Bamako envoyé spécial
C'est un déluge de mots, de témoignages, de colères qui irrigue le Forum social mondial. Les migrations, les émigrations, les répressions, les expulsions. Des Ceuta et des Melilla. Des destins. Des murs. Des morts. «Deux fois plus en dix ans que dans toute l'histoire du mur de Berlin», résume Marine, du réseau Migreurop, qui a dressé une carte des 650 camps d'étrangers en Europe : 25 000 migrants victimes de «machines à expulser» (1). Jusqu'à présent, rappelle un avocat nigérien, «les Forums sociaux mondiaux évoquaient le sujet sous l'angle du racisme ou de la discrimination». Occultant les enjeux économiques. «Or les plans d'ajustements structurels ont aggravé la misère», rappelle le Sénégalais Boubacar Diop.

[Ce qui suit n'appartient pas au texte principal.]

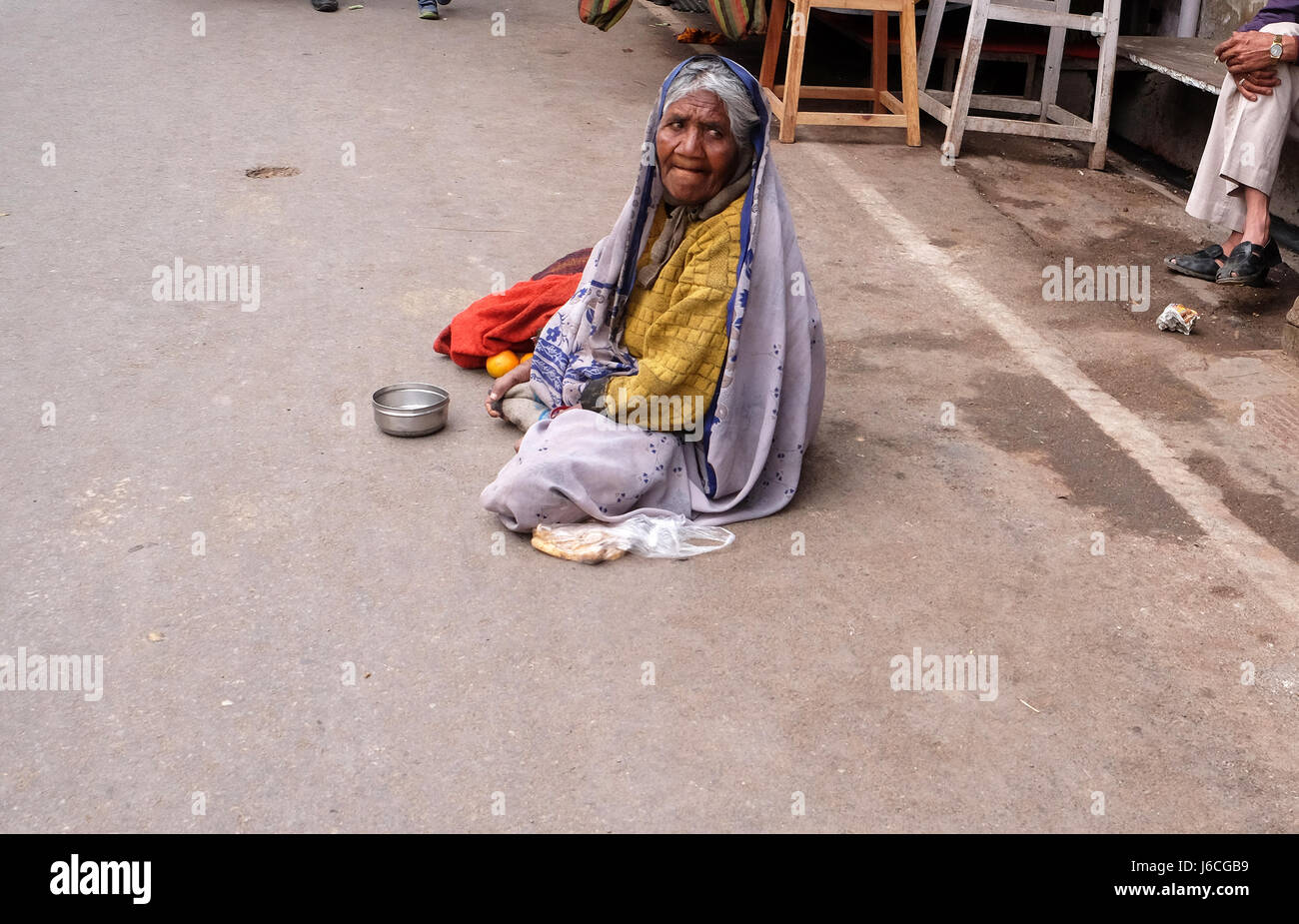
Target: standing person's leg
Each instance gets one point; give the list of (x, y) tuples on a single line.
[(1239, 166)]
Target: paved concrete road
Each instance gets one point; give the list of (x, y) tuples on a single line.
[(979, 448)]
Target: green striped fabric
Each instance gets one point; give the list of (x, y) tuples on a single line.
[(602, 13), (739, 17)]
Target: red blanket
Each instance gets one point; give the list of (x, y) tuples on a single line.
[(508, 320)]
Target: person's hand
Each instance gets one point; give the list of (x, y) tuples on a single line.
[(520, 373), (1259, 83), (1246, 53)]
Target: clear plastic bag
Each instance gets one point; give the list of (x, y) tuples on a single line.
[(649, 536)]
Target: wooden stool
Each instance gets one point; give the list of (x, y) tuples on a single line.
[(784, 98), (1052, 121)]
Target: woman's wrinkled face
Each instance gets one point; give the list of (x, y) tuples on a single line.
[(695, 146)]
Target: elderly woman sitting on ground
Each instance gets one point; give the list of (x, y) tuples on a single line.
[(686, 374)]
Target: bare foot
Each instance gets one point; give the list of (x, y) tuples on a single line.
[(503, 385)]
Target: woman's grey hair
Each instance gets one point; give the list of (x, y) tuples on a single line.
[(712, 74)]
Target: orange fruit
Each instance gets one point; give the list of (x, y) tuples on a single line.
[(502, 364)]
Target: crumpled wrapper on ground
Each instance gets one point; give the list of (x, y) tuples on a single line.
[(1177, 318), (644, 534)]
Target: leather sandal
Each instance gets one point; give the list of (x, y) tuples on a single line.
[(1202, 264), (1248, 264)]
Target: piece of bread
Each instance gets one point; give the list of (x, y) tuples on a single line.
[(589, 545)]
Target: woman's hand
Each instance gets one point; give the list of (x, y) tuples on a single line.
[(1259, 83), (1246, 52), (520, 373)]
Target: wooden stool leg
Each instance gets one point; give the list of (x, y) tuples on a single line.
[(909, 87), (1051, 68), (965, 78), (879, 56), (929, 40), (771, 50), (793, 70), (1104, 88)]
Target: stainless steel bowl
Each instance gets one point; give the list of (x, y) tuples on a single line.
[(411, 409)]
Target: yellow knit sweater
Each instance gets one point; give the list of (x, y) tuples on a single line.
[(676, 329)]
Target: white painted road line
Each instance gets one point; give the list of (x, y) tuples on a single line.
[(1271, 571)]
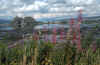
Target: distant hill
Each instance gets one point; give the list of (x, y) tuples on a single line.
[(3, 21)]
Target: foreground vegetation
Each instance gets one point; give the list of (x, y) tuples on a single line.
[(46, 53)]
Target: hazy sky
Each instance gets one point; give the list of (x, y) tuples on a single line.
[(48, 8)]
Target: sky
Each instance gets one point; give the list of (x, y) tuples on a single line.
[(48, 8)]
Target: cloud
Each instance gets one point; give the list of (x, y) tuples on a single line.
[(48, 8)]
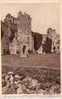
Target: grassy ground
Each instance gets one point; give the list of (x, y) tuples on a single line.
[(44, 68), (50, 61)]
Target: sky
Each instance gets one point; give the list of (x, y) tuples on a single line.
[(44, 15)]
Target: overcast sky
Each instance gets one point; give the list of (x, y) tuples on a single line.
[(43, 15)]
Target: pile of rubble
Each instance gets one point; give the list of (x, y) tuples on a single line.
[(20, 84)]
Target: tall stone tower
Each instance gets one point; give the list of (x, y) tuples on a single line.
[(24, 35)]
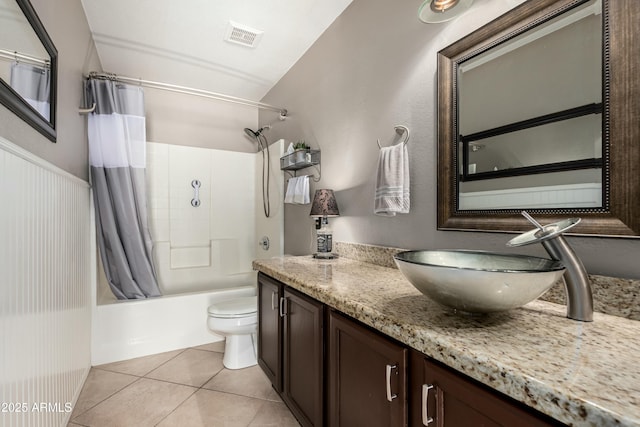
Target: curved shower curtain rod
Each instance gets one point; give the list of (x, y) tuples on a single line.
[(184, 90)]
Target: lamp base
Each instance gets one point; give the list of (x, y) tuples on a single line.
[(325, 255)]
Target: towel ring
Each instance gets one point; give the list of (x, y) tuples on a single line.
[(400, 130)]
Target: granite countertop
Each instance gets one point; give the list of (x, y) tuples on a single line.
[(576, 372)]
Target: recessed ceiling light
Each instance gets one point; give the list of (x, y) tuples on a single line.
[(435, 11)]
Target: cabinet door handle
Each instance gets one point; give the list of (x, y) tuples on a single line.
[(283, 306), (390, 396), (426, 419)]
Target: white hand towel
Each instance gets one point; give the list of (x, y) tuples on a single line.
[(298, 191), (291, 185), (392, 183)]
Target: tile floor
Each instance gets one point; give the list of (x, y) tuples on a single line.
[(188, 387)]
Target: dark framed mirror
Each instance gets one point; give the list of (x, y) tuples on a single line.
[(539, 110), (28, 67)]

«J'étouffe.» Le Mali fait partie de cette trentaine de pays qui voient leur richesse par habitant baisser depuis vingt ans. La privatisation du rail supprime des postes dans les régions ; les subventions américaines au coton favorisent l'exode rural ; le chômage massif obère l'espoir des plus jeunes, même diplômés. «J'ai 27 ans, je parle quatre langues, j'étouffe», résume Alassane Coulibaly lors d'un séminaire «Migrations et néolibéralisme». «Quand la France parle d'immigration ciblée, j'ai mal, s'indigne Dabo Ibrahim, lycéen. Hier, la colonisation, dont on ose dire qu'elle a eu des effets positifs, a pris nos grands-parents. Et là, on parle de faire le tri sur nos cerveaux ? Pur néocolonialisme.»